富里市 森林再生へ仕組みづくり 材木の売却益で伐採代金

2021年6月10日 07時18分

奥の民有林から伐採され、乾燥のために仮置きされている材木。木質チップに加工され、発電燃料として使われる=富里市で

 富里市は林地の所有者と、発電燃料となる木質バイオマスの加工会社などを仲介し、森林を維持管理する仕組みづくりに乗り出した。倒木被害を防ぐとともに「脱炭素」の潮流に乗り、環境面での効果が期待される森林再生へつなげていく。 (堀場達)
 人工林の維持管理には、定期的な間伐や植林などの作業が欠かせない。材木需要が多かった時代は、こうした作業が繰り返されてきたが、現在では林地保全のための人手不足が全国的な問題となっている。
 同市の森林面積は市域の12・6%に当たる六百七十九ヘクタールと、さほど広くない。しかし、二〇一九年九月の台風15号では、倒木被害などで大規模停電が発生。所有者の高齢化などに伴う林地の手入れ不足が改めて浮き彫りになった。

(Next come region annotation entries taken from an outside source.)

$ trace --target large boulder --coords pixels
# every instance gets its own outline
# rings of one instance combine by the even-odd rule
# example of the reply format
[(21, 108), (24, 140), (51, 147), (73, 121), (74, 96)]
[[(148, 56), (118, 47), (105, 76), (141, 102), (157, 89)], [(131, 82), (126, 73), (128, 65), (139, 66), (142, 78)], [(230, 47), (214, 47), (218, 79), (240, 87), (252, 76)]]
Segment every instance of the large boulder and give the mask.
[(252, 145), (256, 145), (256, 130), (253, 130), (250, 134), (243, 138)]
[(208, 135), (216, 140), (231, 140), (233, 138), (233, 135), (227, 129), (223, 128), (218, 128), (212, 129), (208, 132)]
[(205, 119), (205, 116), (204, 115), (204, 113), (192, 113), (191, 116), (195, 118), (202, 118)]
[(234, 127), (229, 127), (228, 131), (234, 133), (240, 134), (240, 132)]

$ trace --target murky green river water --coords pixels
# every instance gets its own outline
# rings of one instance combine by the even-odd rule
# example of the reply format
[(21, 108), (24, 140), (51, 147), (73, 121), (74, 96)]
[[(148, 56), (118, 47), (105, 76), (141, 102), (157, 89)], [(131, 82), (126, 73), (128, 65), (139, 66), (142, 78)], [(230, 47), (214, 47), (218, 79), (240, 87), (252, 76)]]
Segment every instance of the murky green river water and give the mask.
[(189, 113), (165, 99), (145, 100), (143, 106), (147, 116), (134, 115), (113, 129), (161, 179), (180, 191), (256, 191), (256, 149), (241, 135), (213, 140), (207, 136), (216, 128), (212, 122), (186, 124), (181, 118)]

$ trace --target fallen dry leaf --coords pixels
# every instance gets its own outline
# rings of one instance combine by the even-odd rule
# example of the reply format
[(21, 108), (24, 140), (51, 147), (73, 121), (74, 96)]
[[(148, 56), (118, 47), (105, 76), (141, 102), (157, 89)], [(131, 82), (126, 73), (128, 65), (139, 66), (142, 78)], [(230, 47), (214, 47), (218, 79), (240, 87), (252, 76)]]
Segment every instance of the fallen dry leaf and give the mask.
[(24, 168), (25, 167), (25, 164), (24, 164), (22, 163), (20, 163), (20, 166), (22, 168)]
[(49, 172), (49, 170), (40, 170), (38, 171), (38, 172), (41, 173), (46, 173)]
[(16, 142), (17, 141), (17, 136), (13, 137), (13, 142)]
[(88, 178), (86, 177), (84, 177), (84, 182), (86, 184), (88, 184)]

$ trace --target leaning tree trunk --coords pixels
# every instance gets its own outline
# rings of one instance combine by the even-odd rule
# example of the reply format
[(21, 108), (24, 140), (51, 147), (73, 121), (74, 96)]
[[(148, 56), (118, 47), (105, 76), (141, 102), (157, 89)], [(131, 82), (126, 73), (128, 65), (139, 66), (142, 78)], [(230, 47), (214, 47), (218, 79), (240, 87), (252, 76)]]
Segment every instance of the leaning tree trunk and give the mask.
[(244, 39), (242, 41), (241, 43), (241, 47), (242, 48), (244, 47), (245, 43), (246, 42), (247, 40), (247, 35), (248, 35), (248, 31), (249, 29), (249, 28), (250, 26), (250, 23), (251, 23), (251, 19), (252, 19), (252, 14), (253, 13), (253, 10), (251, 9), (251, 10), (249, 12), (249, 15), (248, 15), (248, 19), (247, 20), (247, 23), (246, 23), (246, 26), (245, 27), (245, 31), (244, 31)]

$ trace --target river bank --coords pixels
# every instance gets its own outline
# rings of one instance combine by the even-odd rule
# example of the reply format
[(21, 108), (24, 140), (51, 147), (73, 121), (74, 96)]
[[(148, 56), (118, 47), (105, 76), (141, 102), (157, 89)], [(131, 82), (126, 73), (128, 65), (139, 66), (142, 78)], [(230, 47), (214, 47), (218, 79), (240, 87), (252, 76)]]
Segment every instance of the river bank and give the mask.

 市が考えた仕組みでは、経費を中心に所有者の負担が軽くなる。伐採や造林を担う森林組合と所有者の間を市が取り持ち、森林経営計画を策定後、維持管理の実務が進められる。組合によって伐採された木は、購入した会社によってチップに加工、木質バイオマスとして利用される手順だ。本来は所有者から森林組合に支払われる伐採代金の相当費用が、材木の売却益でまかなわれ、所有者の持ち出しがなくなるという。

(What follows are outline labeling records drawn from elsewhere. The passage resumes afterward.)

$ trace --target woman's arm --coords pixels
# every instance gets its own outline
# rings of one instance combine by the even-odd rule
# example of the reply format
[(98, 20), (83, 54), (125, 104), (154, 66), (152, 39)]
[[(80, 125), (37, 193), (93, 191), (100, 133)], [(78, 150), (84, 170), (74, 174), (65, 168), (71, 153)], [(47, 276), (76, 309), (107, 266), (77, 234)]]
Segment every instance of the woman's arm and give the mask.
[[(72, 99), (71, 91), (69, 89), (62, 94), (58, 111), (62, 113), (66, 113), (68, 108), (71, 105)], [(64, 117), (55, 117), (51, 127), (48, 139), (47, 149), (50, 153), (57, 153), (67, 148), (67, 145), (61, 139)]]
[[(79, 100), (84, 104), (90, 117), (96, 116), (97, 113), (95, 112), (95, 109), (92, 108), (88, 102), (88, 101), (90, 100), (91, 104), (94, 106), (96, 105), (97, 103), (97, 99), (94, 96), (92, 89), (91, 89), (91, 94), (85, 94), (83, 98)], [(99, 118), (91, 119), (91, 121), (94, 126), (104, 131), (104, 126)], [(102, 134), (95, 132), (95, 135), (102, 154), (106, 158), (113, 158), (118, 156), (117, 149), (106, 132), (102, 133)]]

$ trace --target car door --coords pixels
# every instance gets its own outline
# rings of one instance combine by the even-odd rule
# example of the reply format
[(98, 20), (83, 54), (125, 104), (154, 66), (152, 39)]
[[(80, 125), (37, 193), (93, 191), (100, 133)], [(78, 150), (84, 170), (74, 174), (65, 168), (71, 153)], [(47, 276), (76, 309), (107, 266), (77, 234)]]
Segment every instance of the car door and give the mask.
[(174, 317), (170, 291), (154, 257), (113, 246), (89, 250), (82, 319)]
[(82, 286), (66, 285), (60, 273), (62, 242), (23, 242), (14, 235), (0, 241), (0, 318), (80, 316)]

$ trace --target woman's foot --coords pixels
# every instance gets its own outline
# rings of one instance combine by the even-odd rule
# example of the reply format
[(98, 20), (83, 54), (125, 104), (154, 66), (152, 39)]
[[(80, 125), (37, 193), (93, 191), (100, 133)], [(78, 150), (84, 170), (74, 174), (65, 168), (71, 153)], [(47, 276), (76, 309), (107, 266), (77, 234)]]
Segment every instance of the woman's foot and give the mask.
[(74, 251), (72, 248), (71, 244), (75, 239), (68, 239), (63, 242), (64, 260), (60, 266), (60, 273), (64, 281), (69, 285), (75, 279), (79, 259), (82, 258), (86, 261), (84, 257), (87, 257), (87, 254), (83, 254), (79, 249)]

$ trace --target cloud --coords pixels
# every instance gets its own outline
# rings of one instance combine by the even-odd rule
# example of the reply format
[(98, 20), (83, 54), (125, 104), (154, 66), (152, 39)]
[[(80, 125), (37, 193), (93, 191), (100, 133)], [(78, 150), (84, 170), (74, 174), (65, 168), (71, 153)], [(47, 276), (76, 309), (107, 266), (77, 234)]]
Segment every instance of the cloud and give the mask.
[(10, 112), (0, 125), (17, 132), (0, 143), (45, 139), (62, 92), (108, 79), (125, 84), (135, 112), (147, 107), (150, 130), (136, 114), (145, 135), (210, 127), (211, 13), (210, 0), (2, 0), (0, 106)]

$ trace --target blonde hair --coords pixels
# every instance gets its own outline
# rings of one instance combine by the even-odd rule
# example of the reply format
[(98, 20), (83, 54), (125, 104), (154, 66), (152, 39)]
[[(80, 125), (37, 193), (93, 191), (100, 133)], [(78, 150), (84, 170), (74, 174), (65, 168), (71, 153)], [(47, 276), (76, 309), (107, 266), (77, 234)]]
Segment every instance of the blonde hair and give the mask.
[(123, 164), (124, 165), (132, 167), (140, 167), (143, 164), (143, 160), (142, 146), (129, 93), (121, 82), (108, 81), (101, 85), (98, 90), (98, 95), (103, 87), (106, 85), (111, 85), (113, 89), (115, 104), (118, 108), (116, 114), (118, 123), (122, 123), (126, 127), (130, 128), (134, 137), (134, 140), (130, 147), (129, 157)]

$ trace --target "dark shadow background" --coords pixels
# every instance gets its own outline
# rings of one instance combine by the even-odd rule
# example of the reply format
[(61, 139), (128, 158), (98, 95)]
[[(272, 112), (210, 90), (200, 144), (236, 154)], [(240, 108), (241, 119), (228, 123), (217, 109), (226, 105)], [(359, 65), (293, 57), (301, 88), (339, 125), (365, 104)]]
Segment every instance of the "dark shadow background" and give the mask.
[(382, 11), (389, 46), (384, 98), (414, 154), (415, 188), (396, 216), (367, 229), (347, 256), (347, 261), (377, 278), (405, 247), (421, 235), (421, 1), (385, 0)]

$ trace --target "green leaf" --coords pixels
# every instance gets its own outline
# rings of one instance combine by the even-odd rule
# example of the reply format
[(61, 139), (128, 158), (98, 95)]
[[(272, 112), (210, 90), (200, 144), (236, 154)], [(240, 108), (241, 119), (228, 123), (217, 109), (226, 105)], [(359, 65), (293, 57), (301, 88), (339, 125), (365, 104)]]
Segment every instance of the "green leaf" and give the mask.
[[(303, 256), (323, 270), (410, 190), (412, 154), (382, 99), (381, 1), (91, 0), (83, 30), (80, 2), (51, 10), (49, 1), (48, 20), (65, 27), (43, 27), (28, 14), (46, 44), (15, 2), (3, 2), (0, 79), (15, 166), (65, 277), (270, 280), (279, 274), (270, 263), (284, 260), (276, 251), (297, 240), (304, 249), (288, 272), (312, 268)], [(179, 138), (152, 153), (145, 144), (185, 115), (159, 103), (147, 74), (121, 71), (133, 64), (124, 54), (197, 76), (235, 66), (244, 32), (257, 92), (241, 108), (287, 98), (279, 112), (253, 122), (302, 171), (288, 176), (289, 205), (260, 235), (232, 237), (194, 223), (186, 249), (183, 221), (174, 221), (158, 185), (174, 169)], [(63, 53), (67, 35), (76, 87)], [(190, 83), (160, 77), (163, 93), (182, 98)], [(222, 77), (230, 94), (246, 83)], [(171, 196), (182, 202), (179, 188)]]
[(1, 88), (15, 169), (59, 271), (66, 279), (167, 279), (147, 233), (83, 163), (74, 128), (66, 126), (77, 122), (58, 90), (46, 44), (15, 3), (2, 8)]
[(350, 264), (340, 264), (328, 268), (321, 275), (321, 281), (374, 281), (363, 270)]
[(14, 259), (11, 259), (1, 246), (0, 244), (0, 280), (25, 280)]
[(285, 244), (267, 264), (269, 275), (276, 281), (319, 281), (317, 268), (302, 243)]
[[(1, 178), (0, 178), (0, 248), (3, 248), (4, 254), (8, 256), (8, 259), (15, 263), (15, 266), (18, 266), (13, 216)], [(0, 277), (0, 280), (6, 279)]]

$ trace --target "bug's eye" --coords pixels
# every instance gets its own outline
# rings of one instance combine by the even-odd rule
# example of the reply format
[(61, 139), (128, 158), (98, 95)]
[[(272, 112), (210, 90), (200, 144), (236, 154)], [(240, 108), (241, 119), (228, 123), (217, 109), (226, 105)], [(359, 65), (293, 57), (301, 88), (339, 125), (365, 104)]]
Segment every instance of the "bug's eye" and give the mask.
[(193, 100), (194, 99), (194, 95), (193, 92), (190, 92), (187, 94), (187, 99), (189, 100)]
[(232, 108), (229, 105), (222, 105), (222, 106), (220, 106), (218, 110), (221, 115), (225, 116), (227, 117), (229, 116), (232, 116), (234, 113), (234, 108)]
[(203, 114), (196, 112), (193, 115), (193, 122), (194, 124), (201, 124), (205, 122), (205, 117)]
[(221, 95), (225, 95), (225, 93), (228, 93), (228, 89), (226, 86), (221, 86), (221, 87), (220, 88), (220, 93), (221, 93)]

 仕組みづくりは、二〇年度にスタートした。初年度は現在市有地となっている国登録有形文化財の「旧岩崎家末広別邸」の敷地内で伐採、乾燥などの作業実証に取り組み、本年度は二カ所の民有地での計画策定と伐採に着手した。
 市の担当者によると、樹木は老齢化すると、光合成能力が低下し、酸素の排出量が減りがちという。「森林の荒廃を防ぐだけでなく、老木の伐採と、若木に植え替えるというサイクルを繰り返していくことで、二酸化炭素吸収という機能をさらに発揮するのでは」と話す。